The median household income in Lorain went from $39,894 between 2005 and 2009 to $35,330 between 2010 and 2014, something Mayor Chase Ritenauer attributed to the economic troubles that plagued the rest of the nation.
He said Lorain was especially hard hit because of the decline in manufacturing and the accompanying loss of higher-paying jobs. That in turn has led to budget woes for the city, which has seen income tax collections drop and is facing a deficit next year.
“It just shows you the long shadow of the recession,” Ritenauer said.
Virtually every other community in the county saw median household incomes drop as well.
Elyria, for instance, saw household income drop from $46,106 to $42,272. The city also had a poverty rate that climbed from 15.9 percent to 20.3 percent. Avon, which between 2005 and 2009 had the county’s highest median income of $89,542, plunged 12 percent to $78,839 in the second five-year period.
“We weren’t immune from it,” Avon Mayor Bryan Jensen said. “We weathered it better than some other communities.”
The drop was so bad in Rochester and Rochester Township, where the reported median household income went from $80,713 to $48,409, that Rochester Township Trustee Amy Szmania said she didn’t think the figures could possibly be accurate. She said she doubts the 871 people listed as living in the area by the Census Bureau had a median household income that reached the $80,000 mark even before the recession.
“It surprises me that would be the amount for that time because it seems so high,” she said, adding that many people in her area are retired or living on a fixed income.
The news wasn’t entirely bad for every community. Columbia, Elyria and Penfield townships all saw their median household incomes rise.
In Columbia Township, the figures increased from $69,985 between 2005 and 2009 to $71,006 between 2010 and 2014.
Township Trustee Mike Musto said he was pleased by the figure, which he believes can be attributed to growth in the township and an influx of new residents. But he also noted that the township continues to suffer the effects of the Great Recession like everywhere else.
“Nobody in the area is up to where they were in 2008,” Musto said. “We fell so far it’s taking a long time to get back.”
Sheffield Lake, for instance, saw its median household income drop 19.2 percent, from $59,552 in the first five years to $48,142 for the years between 2010 and 2014.
Mayor Dennis Bring said he believes a lot of that drop can be attributed to people moving into rental properties after they lost their homes during the foreclosure crisis that accompanied the Great Recession.

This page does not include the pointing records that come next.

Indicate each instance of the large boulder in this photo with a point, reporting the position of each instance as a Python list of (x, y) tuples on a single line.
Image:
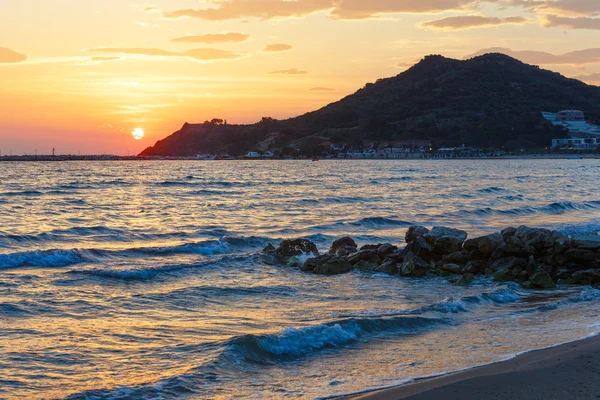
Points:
[(389, 267), (534, 237), (415, 232), (312, 263), (365, 255), (586, 242), (420, 247), (414, 266), (367, 266), (334, 266), (484, 244), (445, 240), (586, 277), (459, 257), (343, 246), (487, 244), (542, 279), (297, 247), (508, 263), (581, 255), (385, 250), (474, 267)]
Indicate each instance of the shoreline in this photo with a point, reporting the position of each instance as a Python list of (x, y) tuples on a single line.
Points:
[(64, 158), (565, 371)]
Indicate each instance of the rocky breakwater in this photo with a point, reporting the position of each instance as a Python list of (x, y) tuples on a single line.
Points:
[(533, 257)]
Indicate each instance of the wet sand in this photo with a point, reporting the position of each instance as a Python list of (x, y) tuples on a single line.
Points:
[(569, 371)]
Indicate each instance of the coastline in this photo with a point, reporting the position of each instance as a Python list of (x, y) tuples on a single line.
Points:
[(566, 371), (65, 158)]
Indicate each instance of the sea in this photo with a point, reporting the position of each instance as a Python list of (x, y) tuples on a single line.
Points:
[(143, 279)]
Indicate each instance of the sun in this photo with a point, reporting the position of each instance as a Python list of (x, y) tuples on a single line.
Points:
[(138, 133)]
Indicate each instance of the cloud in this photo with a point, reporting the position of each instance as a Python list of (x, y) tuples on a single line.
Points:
[(8, 56), (105, 58), (195, 54), (292, 71), (339, 9), (321, 89), (472, 21), (570, 7), (576, 58), (229, 37), (554, 21), (276, 48), (595, 78)]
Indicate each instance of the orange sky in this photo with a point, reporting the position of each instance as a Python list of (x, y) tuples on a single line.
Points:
[(80, 76)]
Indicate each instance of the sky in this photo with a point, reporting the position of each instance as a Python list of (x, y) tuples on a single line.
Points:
[(81, 76)]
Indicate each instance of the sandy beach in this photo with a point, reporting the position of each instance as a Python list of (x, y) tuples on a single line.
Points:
[(568, 371)]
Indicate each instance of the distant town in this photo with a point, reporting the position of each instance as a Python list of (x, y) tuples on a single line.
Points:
[(583, 138)]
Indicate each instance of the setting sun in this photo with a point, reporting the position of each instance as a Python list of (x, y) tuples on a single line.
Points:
[(138, 133)]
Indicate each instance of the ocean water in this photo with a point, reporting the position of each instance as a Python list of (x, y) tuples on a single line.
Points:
[(141, 280)]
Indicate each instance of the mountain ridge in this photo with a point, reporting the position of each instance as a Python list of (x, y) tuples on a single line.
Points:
[(490, 100)]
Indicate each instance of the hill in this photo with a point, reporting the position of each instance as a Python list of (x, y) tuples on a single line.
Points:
[(491, 100)]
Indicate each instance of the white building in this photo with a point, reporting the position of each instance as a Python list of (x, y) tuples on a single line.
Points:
[(576, 143), (573, 121)]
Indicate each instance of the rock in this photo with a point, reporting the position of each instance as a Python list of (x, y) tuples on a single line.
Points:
[(414, 266), (459, 257), (569, 281), (296, 247), (398, 255), (508, 263), (534, 237), (370, 247), (415, 232), (504, 275), (334, 266), (586, 242), (453, 268), (586, 277), (563, 273), (445, 240), (542, 279), (312, 263), (420, 247), (385, 250), (582, 255), (512, 247), (364, 265), (508, 232), (527, 285), (487, 244), (269, 248), (345, 244), (366, 255), (388, 267), (474, 267), (465, 280)]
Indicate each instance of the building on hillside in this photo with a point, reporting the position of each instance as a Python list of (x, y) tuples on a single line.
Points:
[(573, 121), (576, 143)]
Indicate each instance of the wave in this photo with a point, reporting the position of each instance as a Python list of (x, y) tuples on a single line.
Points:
[(553, 208), (41, 258), (493, 189), (586, 295), (145, 274), (23, 193), (63, 258), (380, 221), (296, 342)]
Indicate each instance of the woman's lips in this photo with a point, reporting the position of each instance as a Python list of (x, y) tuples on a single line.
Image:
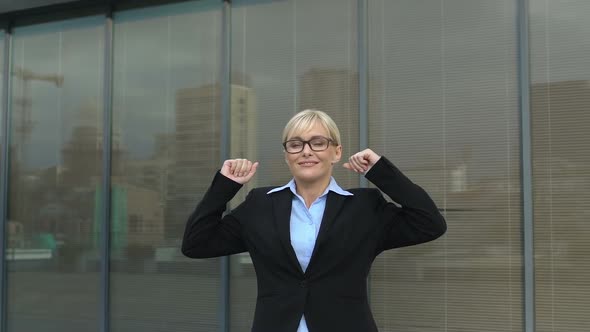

In Sheffield Lake, the number of owner-occupied homes fell from 75.3 percent between 2005 and 2009 to 71.6 percent between 2010 and 2014. Those figures are similar to the countywide drop in the percentage of owner-occupied homes, which fell from 74.8 percent to 71.7 percent.
There also was a corresponding drop in the median value of owner-occupied homes across most of the county. That figure went from $160,769 between 2005 and 2009 to $138,000 between 2010 and 2014, a loss of 14.2 percent.
County Auditor Craig Snodgrass said although he tracks home valuations differently than the Census Bureau, both the decrease in owner-occupied homes and in the median value were a result of the Great Recession and the foreclosure crisis.
Many people who lost their jobs were unable to pay their mortgages and then lost their homes to foreclosure, Snodgrass said.
“People were losing their homes, so they had to go somewhere, so they went to the rental properties,” he said.
Despite the battering the Lorain County housing market took during the Great Recession, Snodgrass said he starting to see signs of life again — home sale prices are beginning to creep back up.